Welche Rolle spielt die Vorbereitung?
Unser Ideal ist natürlich ein gut vorbereitetes Interview mit einem klaren Thema und Ziel. Das muss zum Glück nicht alles der Moderator selber machen. Da ist ja ein ganzes Team vorgeschaltet. Wir haben Kollegen, die das Thema eingrenzen, die Interviewpartner finden, Vorgespräche führen, das Skript erstellen. Der Moderator bekommt bei uns ein Briefing aus der Redaktion – hier sind die großen Fragen schon vorher geklärt. Aber die Würze, das Augenzwinkern, das lässt sich nicht vorbereiten, das macht der Moderator live.
Klappt das mit der Vorbereitung denn immer?
Nein, manchmal ist ein Gesprächspartner spontan erreichbar. Dann ist der Moderator besonders gefragt, muss in der Situation besonders konzentriert zuhören.
Inwiefern achten Sie in der Interviewführung auf die Zielgruppe?
Sie ist sehr wichtig, weil sie unsere Gespräche prägt. Wir wissen, dass unser Publikum sich stark aus Akademikern zusammensetzt und aus urbanen Verhältnissen stammt.

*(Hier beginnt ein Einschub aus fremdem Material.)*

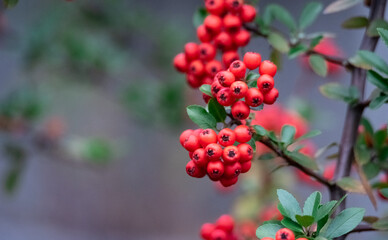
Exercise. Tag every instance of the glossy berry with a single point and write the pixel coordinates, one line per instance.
(265, 83)
(252, 60)
(239, 89)
(267, 67)
(246, 152)
(207, 136)
(285, 234)
(230, 154)
(271, 96)
(213, 151)
(243, 133)
(254, 97)
(240, 110)
(238, 69)
(226, 137)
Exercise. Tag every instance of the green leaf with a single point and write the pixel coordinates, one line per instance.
(340, 5)
(268, 230)
(318, 64)
(278, 42)
(378, 23)
(291, 206)
(305, 221)
(355, 22)
(351, 185)
(339, 92)
(309, 14)
(199, 16)
(344, 222)
(200, 117)
(217, 110)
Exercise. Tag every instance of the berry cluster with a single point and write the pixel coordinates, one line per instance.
(222, 161)
(222, 229)
(230, 87)
(221, 29)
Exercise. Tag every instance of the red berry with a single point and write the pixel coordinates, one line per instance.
(265, 83)
(246, 152)
(267, 67)
(238, 69)
(240, 110)
(247, 13)
(285, 234)
(243, 133)
(213, 151)
(215, 170)
(254, 97)
(271, 96)
(226, 137)
(252, 60)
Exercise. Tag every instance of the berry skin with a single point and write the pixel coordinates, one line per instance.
(271, 96)
(240, 110)
(213, 24)
(246, 152)
(213, 151)
(207, 136)
(285, 234)
(254, 97)
(215, 170)
(180, 62)
(191, 143)
(268, 67)
(252, 60)
(243, 133)
(199, 157)
(230, 155)
(184, 135)
(196, 68)
(239, 89)
(225, 78)
(265, 83)
(213, 67)
(195, 171)
(238, 69)
(247, 13)
(207, 51)
(226, 137)
(225, 222)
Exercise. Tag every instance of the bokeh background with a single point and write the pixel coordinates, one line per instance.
(99, 74)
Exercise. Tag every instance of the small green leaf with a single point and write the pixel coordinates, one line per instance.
(217, 110)
(318, 64)
(355, 22)
(201, 117)
(309, 14)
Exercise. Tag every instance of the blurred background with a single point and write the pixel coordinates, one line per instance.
(91, 111)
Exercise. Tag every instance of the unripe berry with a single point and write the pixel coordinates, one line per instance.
(265, 83)
(246, 152)
(285, 234)
(238, 69)
(267, 67)
(271, 96)
(180, 62)
(213, 151)
(252, 60)
(215, 170)
(226, 137)
(243, 133)
(247, 13)
(240, 110)
(207, 136)
(254, 97)
(239, 89)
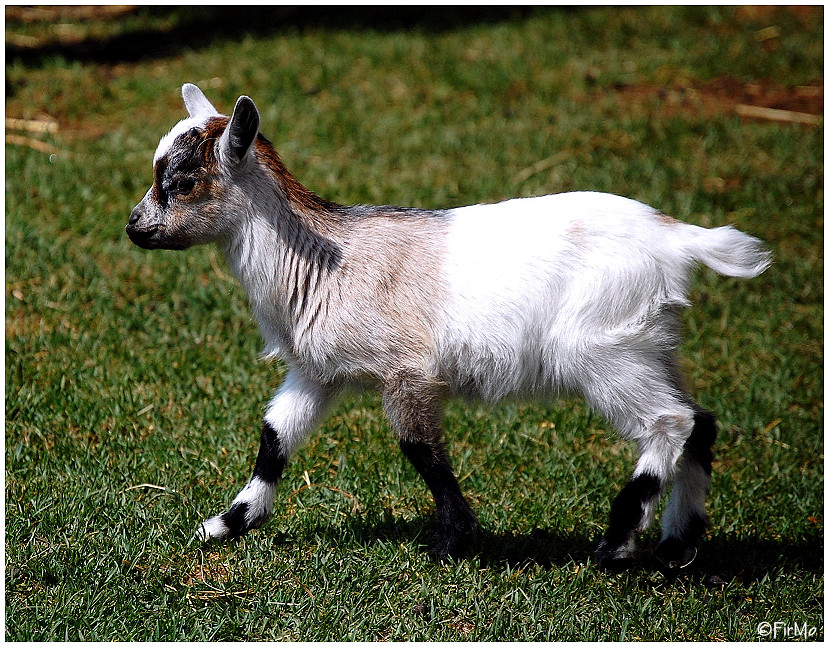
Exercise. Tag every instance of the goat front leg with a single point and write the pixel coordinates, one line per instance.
(413, 406)
(291, 416)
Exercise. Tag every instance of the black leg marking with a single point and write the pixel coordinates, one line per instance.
(413, 406)
(252, 506)
(679, 549)
(270, 461)
(625, 516)
(456, 521)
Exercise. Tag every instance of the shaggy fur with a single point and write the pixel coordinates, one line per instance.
(577, 292)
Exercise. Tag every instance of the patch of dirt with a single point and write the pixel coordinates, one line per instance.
(726, 95)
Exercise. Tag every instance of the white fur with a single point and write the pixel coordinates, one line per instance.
(576, 292)
(296, 409)
(555, 293)
(180, 128)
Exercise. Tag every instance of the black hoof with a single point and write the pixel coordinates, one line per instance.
(674, 554)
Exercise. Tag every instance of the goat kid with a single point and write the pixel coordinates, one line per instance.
(576, 292)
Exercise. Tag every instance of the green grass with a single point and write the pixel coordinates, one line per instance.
(133, 396)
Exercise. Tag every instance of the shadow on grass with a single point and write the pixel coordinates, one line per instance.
(721, 559)
(201, 27)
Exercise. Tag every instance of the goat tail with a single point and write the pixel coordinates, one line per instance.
(729, 251)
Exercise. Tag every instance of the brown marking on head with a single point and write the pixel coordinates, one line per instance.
(304, 201)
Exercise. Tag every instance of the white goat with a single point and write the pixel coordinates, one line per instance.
(577, 292)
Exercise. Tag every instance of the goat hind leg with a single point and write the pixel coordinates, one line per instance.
(632, 509)
(413, 409)
(685, 518)
(291, 415)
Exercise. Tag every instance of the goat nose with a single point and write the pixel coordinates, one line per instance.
(135, 214)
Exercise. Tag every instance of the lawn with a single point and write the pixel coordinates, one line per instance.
(133, 390)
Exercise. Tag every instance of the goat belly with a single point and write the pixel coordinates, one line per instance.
(538, 285)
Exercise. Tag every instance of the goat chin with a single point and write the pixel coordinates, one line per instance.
(577, 292)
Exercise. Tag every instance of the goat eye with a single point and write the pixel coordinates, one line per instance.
(183, 187)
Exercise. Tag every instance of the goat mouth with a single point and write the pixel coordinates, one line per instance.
(146, 238)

Wenn ich das mitdenke, habe ich eine Idee davon, wie ich ein Gespräch führen kann. Bei detektor fm geht es nicht darum, Abschaltimpulse zu vermeiden – sondern darum, intellektuell herauszufordern.

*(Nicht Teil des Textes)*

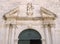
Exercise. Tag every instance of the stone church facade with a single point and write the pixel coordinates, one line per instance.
(29, 22)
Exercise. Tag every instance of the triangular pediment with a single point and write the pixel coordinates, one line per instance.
(47, 13)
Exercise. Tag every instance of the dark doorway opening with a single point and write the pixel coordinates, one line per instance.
(29, 36)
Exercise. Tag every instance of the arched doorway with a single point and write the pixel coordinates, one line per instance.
(29, 36)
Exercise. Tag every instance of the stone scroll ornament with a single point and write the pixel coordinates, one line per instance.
(29, 9)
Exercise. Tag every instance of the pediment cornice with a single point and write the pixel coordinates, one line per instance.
(44, 14)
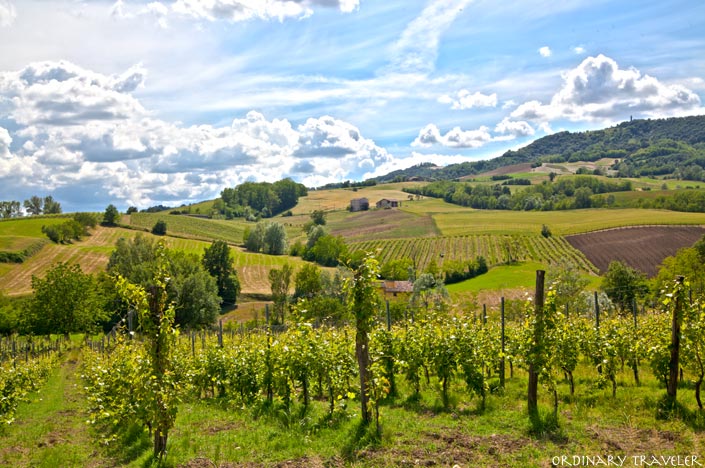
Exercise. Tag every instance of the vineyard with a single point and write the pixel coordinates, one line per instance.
(25, 364)
(303, 383)
(497, 250)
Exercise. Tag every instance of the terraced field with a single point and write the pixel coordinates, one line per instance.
(496, 249)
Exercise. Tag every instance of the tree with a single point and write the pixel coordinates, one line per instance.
(159, 228)
(195, 304)
(34, 205)
(136, 261)
(318, 217)
(10, 209)
(623, 284)
(364, 303)
(566, 280)
(308, 283)
(219, 264)
(64, 301)
(156, 317)
(429, 291)
(275, 242)
(280, 281)
(111, 215)
(51, 206)
(397, 269)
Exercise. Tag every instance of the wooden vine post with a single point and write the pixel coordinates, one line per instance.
(676, 322)
(537, 346)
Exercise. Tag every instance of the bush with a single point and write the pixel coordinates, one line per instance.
(159, 228)
(545, 231)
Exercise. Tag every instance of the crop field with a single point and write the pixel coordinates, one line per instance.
(642, 248)
(496, 249)
(93, 253)
(384, 224)
(469, 221)
(339, 199)
(192, 227)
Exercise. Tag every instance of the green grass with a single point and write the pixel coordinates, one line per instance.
(50, 430)
(560, 222)
(189, 226)
(420, 431)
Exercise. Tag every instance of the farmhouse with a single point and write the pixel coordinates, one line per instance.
(359, 204)
(388, 203)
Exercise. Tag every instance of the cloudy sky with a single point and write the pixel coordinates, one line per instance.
(138, 103)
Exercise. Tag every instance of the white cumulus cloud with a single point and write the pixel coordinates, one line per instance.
(7, 13)
(598, 90)
(430, 135)
(464, 99)
(82, 134)
(228, 10)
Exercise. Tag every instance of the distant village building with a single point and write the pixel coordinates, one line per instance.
(394, 288)
(359, 204)
(388, 203)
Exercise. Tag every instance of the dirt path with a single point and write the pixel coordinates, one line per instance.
(50, 430)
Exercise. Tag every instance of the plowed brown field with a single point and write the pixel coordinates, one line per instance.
(641, 247)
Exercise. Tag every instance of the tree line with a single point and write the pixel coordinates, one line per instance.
(35, 205)
(562, 194)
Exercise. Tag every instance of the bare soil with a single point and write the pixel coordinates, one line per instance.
(643, 247)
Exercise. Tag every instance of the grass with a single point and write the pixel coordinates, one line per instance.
(50, 430)
(560, 222)
(415, 430)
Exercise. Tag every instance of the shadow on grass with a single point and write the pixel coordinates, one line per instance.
(132, 442)
(361, 436)
(667, 409)
(546, 427)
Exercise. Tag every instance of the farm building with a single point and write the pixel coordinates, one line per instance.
(359, 204)
(388, 203)
(394, 288)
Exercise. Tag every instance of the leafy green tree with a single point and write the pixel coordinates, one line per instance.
(34, 206)
(87, 220)
(275, 242)
(280, 282)
(397, 269)
(565, 278)
(156, 317)
(327, 251)
(136, 261)
(10, 209)
(159, 228)
(64, 302)
(318, 217)
(111, 215)
(195, 304)
(51, 206)
(218, 262)
(364, 303)
(429, 292)
(307, 282)
(623, 284)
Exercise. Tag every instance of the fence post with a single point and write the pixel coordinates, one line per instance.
(501, 362)
(532, 393)
(676, 321)
(389, 317)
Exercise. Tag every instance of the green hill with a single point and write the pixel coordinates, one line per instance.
(673, 148)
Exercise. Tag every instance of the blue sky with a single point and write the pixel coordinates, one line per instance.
(140, 103)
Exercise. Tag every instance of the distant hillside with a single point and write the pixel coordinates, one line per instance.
(673, 148)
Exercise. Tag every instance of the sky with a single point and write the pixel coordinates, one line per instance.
(139, 103)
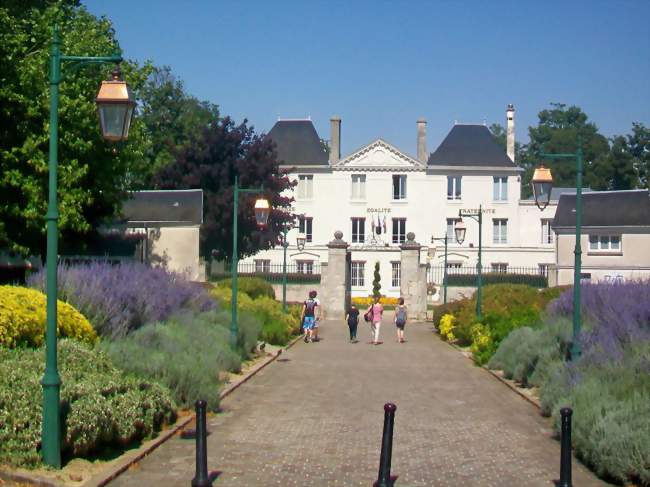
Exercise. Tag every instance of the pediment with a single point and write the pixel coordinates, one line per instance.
(379, 155)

„Unsere Moderatoren machen den Beruf noch nicht seit 40 Jahren“
Wenn mal eine Frage danebengeht, der Moderator einen Fehler macht – wie soll er damit umgehen?
Unsere Moderatoren sollen das nicht aus Scham totschweigen, sondern auch verbalisieren, wenn sie etwa die neueste Studienlage nicht kennen. Es geht dann darum, es offen zu sagen. Unsere Moderatoren machen den Beruf noch nicht seit 40 Jahren, die sind noch nicht ganz so starr in der Interviewführung und bringen auch die Bereitschaft zum Dazulernen mit.
Printinterviews entstehen meistens als Folge einer Situation, in der die beiden Gesprächspartner sich vorher beschnuppern, ehe es losgeht. Wieviel Gefühl für den Gesprächspartner haben die Moderatoren bei Ihnen?
Wir gehen nicht direkt in die Aufzeichnung, sondern machen vorher ein kurzes Aufwärmgespräch – das vermittelt dem Moderator schon einen Eindruck. In den meisten Fällen haben wir eine Vorstellung, wie sich der andere Mensch gibt, wie er reden wird. Aber es kommt schon auch vor, dass wir den Experten überhaupt nicht einordnen können. Das muss aber nicht immer schlimm sein, denn wir vertreten ja auch die Zuhörer – und die haben auch nicht die Zeit, vor einem Interview fünf Texte des Interviewpartners zu studieren.
Wann müssen die Moderatoren ihre Haltung erkennen lassen?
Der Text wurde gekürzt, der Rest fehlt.